The increasing number of private landlords is stopping first-time buyers getting on the property ladder, a report has claimed, reporting in inside housing
A study from public policy think tank The Strategic Society Centre has examined the wealth of private landlords and their impact on the housing market.
It found the number of private landlords as a proportion of the UK population has doubled in the last two decades, while the number of people renting privately has soared from 2 million in 2000 to 3.6 million in 2010/11.
The report argues the wealth of private landlords means first-time buyers struggle to compete for homes. It found the average property wealth of private landlords is £489,598 and financial wealth is £75,103. Average financial wealth for renters is £9,506.
James Lloyd, the director of the think tank, said: ‘The government champions “aspiration” and getting people onto the property ladder.
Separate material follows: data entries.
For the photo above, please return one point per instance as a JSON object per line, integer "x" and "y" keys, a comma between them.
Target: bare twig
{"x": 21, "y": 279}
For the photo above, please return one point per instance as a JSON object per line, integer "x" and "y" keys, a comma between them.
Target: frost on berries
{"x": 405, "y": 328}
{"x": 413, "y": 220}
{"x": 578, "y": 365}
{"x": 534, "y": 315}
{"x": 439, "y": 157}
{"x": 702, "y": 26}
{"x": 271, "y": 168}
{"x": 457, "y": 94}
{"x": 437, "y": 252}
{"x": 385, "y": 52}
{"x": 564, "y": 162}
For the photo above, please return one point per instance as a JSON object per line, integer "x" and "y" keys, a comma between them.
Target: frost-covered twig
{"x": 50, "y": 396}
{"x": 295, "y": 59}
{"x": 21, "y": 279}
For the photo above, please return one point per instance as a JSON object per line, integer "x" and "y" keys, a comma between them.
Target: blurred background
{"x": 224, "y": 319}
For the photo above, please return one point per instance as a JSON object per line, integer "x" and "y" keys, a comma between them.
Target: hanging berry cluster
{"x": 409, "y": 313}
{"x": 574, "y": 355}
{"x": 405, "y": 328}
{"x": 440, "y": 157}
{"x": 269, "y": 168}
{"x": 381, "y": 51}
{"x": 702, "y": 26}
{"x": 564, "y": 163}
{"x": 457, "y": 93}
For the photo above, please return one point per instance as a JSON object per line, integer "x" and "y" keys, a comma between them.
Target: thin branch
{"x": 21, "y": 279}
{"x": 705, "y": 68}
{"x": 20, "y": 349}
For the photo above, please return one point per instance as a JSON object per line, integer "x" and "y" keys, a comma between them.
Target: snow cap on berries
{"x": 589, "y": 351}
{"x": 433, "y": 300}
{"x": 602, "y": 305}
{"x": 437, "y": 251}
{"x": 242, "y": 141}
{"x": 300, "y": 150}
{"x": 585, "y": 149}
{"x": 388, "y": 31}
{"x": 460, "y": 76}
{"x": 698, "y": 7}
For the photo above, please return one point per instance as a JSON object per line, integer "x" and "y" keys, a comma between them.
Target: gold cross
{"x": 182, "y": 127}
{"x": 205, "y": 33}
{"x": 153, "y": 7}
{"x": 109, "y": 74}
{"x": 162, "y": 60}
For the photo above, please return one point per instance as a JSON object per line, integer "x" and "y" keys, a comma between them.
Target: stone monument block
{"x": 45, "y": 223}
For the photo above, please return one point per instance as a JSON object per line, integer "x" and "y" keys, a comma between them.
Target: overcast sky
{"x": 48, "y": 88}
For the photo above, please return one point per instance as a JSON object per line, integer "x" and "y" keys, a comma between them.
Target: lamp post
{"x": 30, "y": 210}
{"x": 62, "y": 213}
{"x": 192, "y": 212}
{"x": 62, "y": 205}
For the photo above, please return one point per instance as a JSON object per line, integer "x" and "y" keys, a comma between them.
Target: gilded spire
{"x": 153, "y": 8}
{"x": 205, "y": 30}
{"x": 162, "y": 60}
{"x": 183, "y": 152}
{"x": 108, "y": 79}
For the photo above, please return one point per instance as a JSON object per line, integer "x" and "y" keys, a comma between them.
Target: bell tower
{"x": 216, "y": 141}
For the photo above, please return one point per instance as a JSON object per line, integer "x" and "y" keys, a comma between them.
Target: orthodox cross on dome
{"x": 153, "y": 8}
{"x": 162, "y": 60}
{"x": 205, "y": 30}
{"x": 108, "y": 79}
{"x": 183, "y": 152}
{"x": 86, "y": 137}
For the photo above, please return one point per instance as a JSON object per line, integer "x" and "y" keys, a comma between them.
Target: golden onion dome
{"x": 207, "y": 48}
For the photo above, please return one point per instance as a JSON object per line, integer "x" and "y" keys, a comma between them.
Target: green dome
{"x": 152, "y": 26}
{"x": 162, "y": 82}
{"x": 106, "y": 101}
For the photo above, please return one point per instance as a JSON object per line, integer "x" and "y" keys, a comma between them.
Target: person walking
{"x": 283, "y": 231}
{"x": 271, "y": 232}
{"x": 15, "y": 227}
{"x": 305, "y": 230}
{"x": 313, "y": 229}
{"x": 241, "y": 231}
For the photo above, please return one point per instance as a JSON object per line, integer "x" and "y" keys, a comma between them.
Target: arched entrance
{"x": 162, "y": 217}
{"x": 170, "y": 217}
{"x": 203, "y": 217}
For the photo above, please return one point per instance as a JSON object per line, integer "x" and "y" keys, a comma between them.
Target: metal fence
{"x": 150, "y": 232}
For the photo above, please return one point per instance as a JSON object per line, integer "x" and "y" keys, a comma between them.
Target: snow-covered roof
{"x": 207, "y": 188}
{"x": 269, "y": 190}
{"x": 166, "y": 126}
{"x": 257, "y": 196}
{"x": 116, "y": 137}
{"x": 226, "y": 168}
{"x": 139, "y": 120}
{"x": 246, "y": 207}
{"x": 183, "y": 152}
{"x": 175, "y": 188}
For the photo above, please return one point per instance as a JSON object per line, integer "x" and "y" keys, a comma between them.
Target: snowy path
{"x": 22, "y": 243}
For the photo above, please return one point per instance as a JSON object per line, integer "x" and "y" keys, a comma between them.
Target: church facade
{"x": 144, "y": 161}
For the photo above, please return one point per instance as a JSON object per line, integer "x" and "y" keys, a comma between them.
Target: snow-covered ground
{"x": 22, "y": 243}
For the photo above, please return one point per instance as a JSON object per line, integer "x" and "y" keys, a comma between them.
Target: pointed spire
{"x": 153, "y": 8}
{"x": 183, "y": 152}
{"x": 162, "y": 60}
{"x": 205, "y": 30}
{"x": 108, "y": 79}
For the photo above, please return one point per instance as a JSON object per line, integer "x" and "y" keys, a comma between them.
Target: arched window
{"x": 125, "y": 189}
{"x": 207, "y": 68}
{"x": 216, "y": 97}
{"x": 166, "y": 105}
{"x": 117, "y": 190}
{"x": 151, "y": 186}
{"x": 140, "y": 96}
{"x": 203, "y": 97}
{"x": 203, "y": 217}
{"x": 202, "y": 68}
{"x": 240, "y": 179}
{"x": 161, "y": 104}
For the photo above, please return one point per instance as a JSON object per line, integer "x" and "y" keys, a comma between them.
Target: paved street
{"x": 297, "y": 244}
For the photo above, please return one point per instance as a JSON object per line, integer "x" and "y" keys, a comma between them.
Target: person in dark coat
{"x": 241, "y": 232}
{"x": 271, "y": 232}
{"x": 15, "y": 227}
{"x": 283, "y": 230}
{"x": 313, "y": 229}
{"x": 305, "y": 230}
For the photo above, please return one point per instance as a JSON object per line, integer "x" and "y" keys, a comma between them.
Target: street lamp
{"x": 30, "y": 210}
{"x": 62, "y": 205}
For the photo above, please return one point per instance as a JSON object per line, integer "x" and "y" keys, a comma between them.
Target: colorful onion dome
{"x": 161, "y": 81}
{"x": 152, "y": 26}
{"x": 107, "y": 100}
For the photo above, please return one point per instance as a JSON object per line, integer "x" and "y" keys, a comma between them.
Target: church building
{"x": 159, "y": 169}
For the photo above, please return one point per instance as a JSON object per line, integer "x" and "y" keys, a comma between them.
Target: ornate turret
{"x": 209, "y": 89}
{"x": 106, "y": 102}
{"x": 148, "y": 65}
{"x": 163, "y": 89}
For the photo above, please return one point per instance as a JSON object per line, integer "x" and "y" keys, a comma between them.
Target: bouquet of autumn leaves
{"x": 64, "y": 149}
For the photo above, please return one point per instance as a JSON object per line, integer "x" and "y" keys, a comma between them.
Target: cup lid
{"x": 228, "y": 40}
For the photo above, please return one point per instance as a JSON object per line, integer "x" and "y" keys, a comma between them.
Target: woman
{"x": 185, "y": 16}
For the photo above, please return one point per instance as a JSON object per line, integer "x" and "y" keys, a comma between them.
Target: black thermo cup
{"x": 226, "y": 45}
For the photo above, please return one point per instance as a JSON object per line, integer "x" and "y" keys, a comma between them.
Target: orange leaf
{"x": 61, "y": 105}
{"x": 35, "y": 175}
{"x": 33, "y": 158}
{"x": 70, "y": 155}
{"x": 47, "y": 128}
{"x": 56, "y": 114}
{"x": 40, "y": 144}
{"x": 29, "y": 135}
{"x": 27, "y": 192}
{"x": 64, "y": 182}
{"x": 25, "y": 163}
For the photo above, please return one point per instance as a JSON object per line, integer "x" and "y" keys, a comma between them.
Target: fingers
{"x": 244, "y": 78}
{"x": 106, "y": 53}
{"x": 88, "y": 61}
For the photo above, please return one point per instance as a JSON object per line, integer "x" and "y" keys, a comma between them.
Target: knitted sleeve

But the last decade has seen the unending growth of the private rented sector, with more and more private tenants trapped renting seeing their dreams slip away.
‘The government should urgently bring forward plans for new home building and shared-ownership schemes.
‘But building new homes will never be enough for the government to help people’s aspiration for homeownership without new restrictions to ensure that new build homes go to new homeowners.’
The report suggests a moratorium on buying new build homes with buy-to-let mortgages, a cap on the proportion of buy-to-let mortgages a lender can issue, and rules to stop short term tenancy agreements being drawn up on homes that are less than three years old.